Archived article
Please note that tax, investment, pension and ISA rules can change and the information and any views contained in this article may now be inaccurate.
What is the AJ Bell Favourite funds list?
The AJ Bell Favourite funds list is designed to lighten your research load. There are thousands of funds out there – so we’ve narrowed the field by selecting a high-quality shortlist of funds we believe can deliver their objectives over the long term. To make the list, each fund needs to pass our robust, independent selection process.
What have we changed?
We constantly review the funds on our list, as well as on the market, to ensure our selection remains up to date.

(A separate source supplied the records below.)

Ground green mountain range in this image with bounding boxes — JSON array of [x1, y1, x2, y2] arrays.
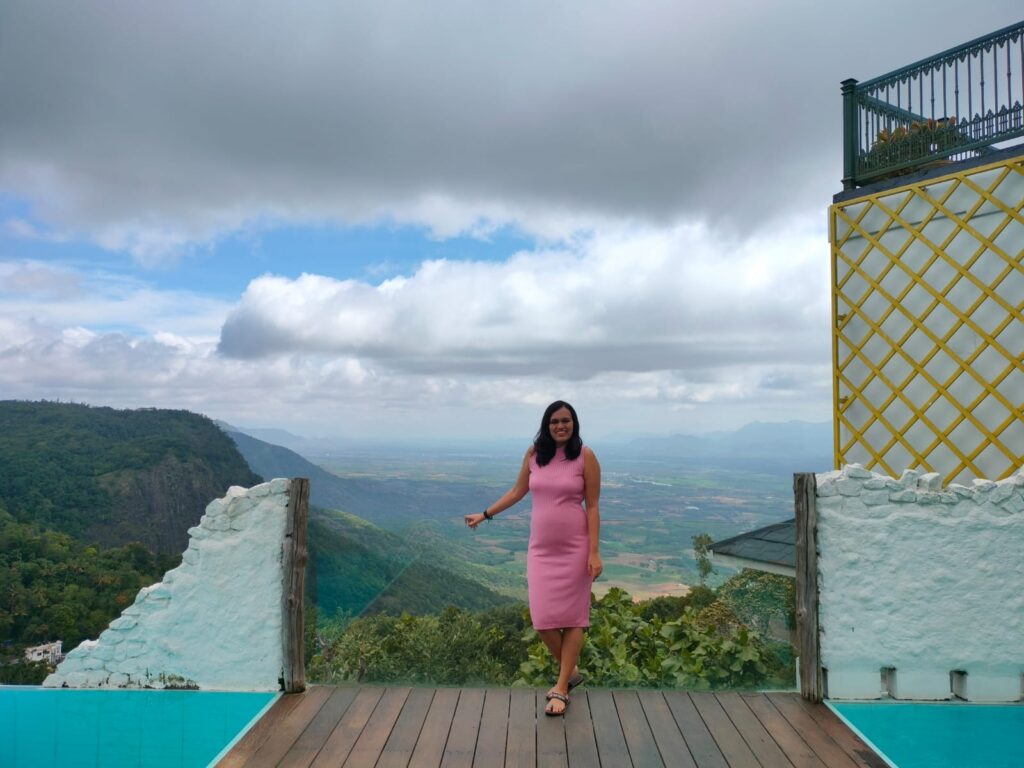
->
[[222, 425, 516, 615], [0, 401, 512, 682]]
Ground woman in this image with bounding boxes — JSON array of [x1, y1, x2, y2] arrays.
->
[[466, 400, 603, 715]]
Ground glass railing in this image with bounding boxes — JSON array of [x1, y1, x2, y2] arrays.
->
[[307, 445, 796, 690]]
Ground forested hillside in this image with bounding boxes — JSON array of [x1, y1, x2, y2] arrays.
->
[[0, 400, 260, 683], [228, 431, 525, 616], [307, 512, 512, 616], [0, 400, 260, 554]]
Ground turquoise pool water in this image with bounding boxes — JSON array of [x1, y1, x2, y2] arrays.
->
[[829, 701, 1024, 768], [0, 686, 276, 768]]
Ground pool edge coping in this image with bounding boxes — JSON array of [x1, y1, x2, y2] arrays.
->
[[206, 691, 285, 768], [821, 698, 899, 768]]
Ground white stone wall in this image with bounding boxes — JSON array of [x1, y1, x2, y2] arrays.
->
[[817, 464, 1024, 701], [43, 479, 290, 690]]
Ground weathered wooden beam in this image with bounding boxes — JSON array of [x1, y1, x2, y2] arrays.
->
[[793, 472, 824, 702], [282, 477, 309, 693]]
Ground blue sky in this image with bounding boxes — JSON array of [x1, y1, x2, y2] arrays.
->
[[0, 0, 1020, 439]]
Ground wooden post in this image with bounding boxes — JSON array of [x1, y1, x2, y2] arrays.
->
[[282, 477, 309, 693], [793, 472, 824, 702]]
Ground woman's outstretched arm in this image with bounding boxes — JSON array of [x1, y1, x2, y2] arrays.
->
[[465, 445, 534, 528], [583, 446, 604, 579]]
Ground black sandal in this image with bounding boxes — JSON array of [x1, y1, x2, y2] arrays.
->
[[544, 690, 569, 718], [569, 672, 587, 691]]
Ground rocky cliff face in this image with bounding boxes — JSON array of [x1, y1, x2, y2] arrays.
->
[[0, 400, 262, 554], [96, 456, 251, 554]]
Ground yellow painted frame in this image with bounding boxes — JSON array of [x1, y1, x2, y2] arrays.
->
[[828, 156, 1024, 480]]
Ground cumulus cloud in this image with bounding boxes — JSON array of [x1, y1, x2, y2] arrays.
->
[[0, 222, 829, 438], [0, 259, 231, 342], [219, 225, 828, 386], [0, 0, 1019, 264]]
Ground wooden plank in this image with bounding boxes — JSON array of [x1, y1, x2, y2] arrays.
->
[[565, 690, 601, 768], [505, 688, 537, 768], [377, 688, 434, 768], [759, 693, 858, 768], [611, 690, 665, 768], [587, 690, 632, 766], [535, 691, 572, 768], [312, 688, 384, 768], [793, 472, 824, 701], [282, 477, 309, 693], [279, 688, 357, 768], [345, 688, 409, 768], [715, 692, 793, 768], [690, 693, 761, 768], [246, 685, 333, 768], [473, 688, 510, 768], [441, 688, 483, 768], [217, 693, 305, 768], [799, 698, 888, 768], [740, 693, 825, 768], [409, 688, 459, 768], [665, 691, 729, 768], [638, 690, 696, 768]]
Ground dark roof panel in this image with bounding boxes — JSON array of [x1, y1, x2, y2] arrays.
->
[[711, 518, 797, 568]]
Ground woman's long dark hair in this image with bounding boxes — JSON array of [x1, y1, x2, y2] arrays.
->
[[534, 400, 583, 467]]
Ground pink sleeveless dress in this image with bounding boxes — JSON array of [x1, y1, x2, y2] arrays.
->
[[526, 449, 593, 630]]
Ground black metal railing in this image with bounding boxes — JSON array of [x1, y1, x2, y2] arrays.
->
[[843, 22, 1024, 189]]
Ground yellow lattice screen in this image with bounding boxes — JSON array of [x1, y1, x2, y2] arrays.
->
[[829, 157, 1024, 482]]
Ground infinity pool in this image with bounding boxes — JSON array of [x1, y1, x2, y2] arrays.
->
[[828, 701, 1024, 768], [0, 686, 276, 768]]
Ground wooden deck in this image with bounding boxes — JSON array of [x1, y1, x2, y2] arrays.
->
[[219, 686, 885, 768]]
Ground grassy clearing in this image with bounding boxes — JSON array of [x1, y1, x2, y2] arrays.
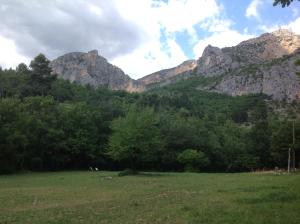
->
[[0, 172, 300, 224]]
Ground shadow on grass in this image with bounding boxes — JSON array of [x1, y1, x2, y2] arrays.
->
[[236, 191, 299, 204], [136, 172, 169, 177]]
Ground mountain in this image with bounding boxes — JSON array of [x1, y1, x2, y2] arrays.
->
[[50, 50, 139, 92], [51, 29, 300, 102]]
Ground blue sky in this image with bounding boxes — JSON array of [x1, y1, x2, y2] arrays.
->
[[0, 0, 300, 78]]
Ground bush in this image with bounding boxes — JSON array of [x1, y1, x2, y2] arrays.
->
[[177, 149, 209, 172]]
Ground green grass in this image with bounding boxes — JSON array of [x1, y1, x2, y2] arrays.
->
[[0, 172, 300, 224]]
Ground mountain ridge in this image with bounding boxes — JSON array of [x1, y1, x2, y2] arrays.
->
[[51, 29, 300, 102]]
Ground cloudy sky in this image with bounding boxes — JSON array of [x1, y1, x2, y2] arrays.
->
[[0, 0, 300, 78]]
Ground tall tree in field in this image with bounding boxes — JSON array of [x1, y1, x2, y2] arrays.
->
[[30, 54, 56, 95], [108, 109, 164, 170]]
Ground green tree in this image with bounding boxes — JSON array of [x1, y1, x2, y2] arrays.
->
[[30, 54, 56, 95], [178, 149, 209, 171], [108, 108, 164, 170]]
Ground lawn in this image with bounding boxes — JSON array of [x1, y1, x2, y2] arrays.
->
[[0, 171, 300, 224]]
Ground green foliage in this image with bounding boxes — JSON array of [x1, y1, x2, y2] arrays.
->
[[0, 55, 300, 173], [178, 149, 209, 171], [30, 54, 56, 95], [108, 108, 164, 170]]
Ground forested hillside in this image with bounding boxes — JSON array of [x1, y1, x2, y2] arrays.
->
[[0, 55, 300, 173]]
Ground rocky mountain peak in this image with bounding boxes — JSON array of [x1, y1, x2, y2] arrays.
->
[[50, 50, 141, 91]]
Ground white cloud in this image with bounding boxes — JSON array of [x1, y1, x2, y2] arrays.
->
[[285, 16, 300, 34], [246, 0, 262, 19], [0, 36, 29, 68], [193, 28, 254, 57], [112, 0, 221, 78], [259, 16, 300, 34]]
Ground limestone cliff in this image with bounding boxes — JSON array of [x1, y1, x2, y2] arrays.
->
[[51, 50, 138, 92], [51, 30, 300, 102]]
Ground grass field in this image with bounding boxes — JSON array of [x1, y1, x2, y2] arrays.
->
[[0, 172, 300, 224]]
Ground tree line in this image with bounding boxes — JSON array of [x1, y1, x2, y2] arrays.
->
[[0, 54, 300, 173]]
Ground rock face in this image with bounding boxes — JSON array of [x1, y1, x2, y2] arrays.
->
[[193, 30, 300, 102], [51, 30, 300, 102], [50, 50, 138, 92], [138, 60, 197, 86], [197, 30, 300, 76], [210, 52, 300, 102]]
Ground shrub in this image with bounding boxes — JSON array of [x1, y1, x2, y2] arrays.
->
[[177, 149, 209, 172]]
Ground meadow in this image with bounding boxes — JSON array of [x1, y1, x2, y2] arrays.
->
[[0, 171, 300, 224]]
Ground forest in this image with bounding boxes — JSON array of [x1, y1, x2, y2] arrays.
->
[[0, 54, 300, 173]]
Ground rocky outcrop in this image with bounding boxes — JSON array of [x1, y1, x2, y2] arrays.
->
[[198, 52, 300, 102], [138, 60, 197, 86], [50, 50, 139, 92], [197, 30, 300, 102], [197, 29, 300, 76], [51, 30, 300, 102]]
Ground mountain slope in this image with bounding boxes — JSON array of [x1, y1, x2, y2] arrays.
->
[[51, 50, 142, 92], [51, 30, 300, 102]]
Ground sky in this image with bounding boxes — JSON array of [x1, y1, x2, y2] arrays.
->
[[0, 0, 300, 79]]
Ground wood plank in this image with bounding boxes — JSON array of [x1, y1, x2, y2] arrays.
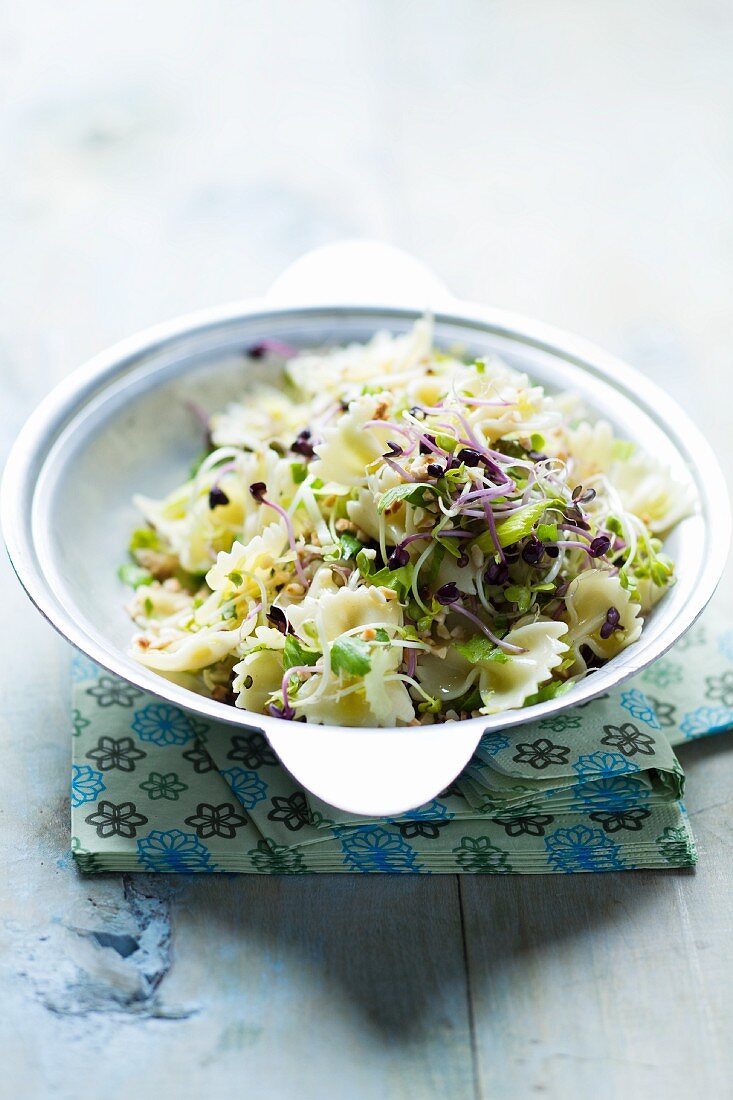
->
[[461, 740, 733, 1100]]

Following a recent review, we’ve decided to remove the Invesco Corporate Bond fund, and add the Artemis Corporate Bond fund.
What is the Artemis Corporate Bond fund, and why have we added it?
The Artemis Corporate Bond fund was launched in October 2019. Despite being a new fund, it boasts an experienced and familiar manager in Stephen Snowden. Snowden has 20 years’ experience managing corporate bonds funds in the UK – including the Kames Investment Grade Bond fund, which featured on our Favourite fund list until September 2018 (when we removed it for its high charges relative to similar funds).
As well as for the pedigree of the fund manager, we also added this fund for its competitive OCF of 0.40% per annum.
What is its investment strategy?
When launching the Artemis Corporate Bond fund, Stephen Snowden took with him a number of his previous colleagues. And unsurprisingly, he employs an almost identical investment process to his time at Kames.
This process is active in its approach, looking to combine longer-term strategic positions alongside shorter-term tactical positions to take advantage of market opportunities. At its heart is a three-step process covering ‘fundamentals’, ‘valuations’ and ‘technicals’. Let’s look at these in turn.
Firstly, fundamentals analyses the economic cycle and inflation outlook, in tandem with monetary and fiscal policy, to try and understand the potential outlook for profit forecasts. This is coupled with detailed company analysis to understand the management strategy and, importantly, how bondholders and shareholders are likely to be considered.
Secondly, valuation looks right across the credit spectrum to understand the relative pricing of different parts of the bond market. It also employs yield curve analysis, as well as cross-currency analysis to identify opportunities that may exist in other markets.
Thirdly, technical analysis covers short term specific issues at both a market and individual company level, as well as issuance data and potential M&A activity, among other factors.
Ultimately, all of this analysis seeks to identify those companies that are fundamentally improving but which the market has overlooked – as well as those companies that are fundamentally strong but the market has become complacent about.
With a flexible, high-conviction approach led by a highly motivated and committed fund manager, we believe this fund is well placed to deliver on its stated objective. On top of that, it has a sensible, low fee structure, with an OCF of 0.40%.
We hope you find this update useful. Please remember that it falls to you to monitor and manage your own investments and to make any changes you think are necessary. Keep in mind this is information only, and not a personal recommendation to buy or sell any of the funds discussed above.